聴き放題サービスでのビートルズの取扱状況

Amazonプライムミュージック

ビートルズ・オリジナルアルバムはAmazonプライムの特典である「Amazon Prime Music」で「ウィズ・ザ・ビートルズ」「ビートルズ・フォー・セール」「イエロー・サブマリン」を除いて聴き放題に含まれています。(いずれも2009年リマスターのみ)

Amazonジャパンのプレスリリースはこちら。

なぜこの3つが省かれているのかが謎ですが、単体での購入もお忘れなくという事なのかも知れません。
Amazonプライムはお急ぎ便の使用や送料無料、プライムビデオなど様々な特典を含んで月間400円、年間3,900円という価格で提供されています。
ちなみにプライムビデオの方では無料のビートルズ映像作品はありませんでしたし、公式の映画やコンサートフィルムは取り扱い自体がありませんでした。
頻繁にAmazonを使う、という事であれば加入するのもよいかも知れませんがビートルズを全て楽しみたい!という方には微妙かも。

Google Play Music

Googleが提供しているGoogle Play Musicの状況はオリジナルアルバム(アンソロジー3つ、ハリウッドボウル、サージェントペパーの50周年含む)は全て配信されていますが、BBCセッション、レット・イット・ビー・ネイキッドは見当たりませんね。その代わりトニー・シェリダンものやハンブルグものなど少々怪しそうな物もラインナップされてるのがちょっと面白いです。
こちらは月額980円です。
公式サイトはこちら

Spotify

Spotifyでの状況はGoogle Play Musicと同じ取り扱い状況ですが、時折広告が入ったり使用時間の制限があるものの公式アルバムの曲は全曲聴けるようになっています。
この制限を外したり、ダウンロード可能にするには月額980円の使用料が必要になります。
公式サイトはこちら

Apple Music

音楽配信サービスの大御所(笑)といえばやっぱりAppleですが、ビートルズの取り扱い状況は他よりも充実しており、BBCセッション、ネイキッド、イエロー・サブマリンソングブック、そしてなんとU.S.Albums(!)も含まれています。但しこれらは単体購入のみでしか聞けないものもあります。

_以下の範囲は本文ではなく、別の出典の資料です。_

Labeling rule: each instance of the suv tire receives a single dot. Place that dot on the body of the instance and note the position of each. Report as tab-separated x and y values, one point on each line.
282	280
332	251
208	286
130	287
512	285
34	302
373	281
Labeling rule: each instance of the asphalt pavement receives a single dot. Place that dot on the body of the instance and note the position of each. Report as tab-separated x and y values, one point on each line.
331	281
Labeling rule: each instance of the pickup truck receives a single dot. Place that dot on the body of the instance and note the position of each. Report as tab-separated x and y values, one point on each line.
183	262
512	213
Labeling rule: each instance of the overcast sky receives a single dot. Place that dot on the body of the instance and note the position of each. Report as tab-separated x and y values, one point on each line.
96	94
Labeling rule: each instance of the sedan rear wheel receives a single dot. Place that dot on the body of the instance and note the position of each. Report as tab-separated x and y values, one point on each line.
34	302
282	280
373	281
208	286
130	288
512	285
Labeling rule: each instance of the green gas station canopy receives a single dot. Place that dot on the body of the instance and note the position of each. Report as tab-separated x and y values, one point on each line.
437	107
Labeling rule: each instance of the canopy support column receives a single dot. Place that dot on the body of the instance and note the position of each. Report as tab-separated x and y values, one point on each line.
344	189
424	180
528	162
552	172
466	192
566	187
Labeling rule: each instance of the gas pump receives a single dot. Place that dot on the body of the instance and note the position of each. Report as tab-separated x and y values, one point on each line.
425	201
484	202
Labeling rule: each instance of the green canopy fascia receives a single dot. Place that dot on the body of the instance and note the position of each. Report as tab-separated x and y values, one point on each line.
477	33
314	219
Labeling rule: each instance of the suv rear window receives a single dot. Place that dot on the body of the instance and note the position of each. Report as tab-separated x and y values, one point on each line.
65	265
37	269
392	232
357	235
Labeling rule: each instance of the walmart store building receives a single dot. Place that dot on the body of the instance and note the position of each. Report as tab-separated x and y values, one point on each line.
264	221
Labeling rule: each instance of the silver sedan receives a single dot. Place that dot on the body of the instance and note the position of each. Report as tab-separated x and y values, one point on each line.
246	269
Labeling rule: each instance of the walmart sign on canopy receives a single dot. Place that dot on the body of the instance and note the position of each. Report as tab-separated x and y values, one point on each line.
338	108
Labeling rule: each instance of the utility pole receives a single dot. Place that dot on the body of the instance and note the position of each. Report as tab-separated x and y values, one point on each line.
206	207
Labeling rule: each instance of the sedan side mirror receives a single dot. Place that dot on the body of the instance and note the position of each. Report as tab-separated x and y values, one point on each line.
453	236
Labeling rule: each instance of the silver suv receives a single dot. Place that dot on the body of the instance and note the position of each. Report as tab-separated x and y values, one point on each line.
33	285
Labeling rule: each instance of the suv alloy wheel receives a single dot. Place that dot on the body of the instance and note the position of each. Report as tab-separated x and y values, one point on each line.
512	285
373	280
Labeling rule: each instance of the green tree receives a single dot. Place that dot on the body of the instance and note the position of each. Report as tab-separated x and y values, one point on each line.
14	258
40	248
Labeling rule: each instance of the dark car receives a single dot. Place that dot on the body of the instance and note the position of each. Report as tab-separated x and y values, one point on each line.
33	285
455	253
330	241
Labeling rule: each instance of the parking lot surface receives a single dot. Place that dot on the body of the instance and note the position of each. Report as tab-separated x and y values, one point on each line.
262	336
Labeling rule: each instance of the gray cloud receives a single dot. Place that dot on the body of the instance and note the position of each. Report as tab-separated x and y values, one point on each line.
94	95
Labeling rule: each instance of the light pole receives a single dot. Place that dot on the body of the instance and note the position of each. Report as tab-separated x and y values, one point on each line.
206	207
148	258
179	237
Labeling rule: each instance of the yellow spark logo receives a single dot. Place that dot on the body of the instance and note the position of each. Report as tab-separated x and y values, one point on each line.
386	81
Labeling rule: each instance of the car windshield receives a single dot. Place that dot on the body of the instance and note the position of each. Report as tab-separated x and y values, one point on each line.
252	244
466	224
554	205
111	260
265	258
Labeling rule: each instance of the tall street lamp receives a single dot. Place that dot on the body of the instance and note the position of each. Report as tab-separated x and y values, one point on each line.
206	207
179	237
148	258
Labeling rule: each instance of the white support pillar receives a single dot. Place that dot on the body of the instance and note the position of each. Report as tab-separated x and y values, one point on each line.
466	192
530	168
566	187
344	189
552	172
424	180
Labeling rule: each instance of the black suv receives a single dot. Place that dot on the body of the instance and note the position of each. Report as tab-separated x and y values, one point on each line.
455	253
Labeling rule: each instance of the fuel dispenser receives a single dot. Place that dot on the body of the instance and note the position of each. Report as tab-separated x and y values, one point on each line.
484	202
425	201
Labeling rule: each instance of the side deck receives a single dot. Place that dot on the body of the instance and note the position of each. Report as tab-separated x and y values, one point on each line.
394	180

オリジナルアルバム、アンソロジー3つ、ハリウッドボウル、サージェントの50周年エディションまでが聴き放題プランの中に含まれているので、ビートルズを楽しみたいのであればApple Musicが今の所最良の選択と言えるでしょう。

惜しむらくはモノラル盤の取り扱いがないところですが、AppleにはiTunes独占配信だった「The Beatles Bootleg Recordings 1963」があるのが大きいですね。
このアルバムも月額プランで聴けるものの中に入っています。

月額プランは個人では980円。ファミリープラン、1480円もありこちらはこの金額で6人までアクセス可能です。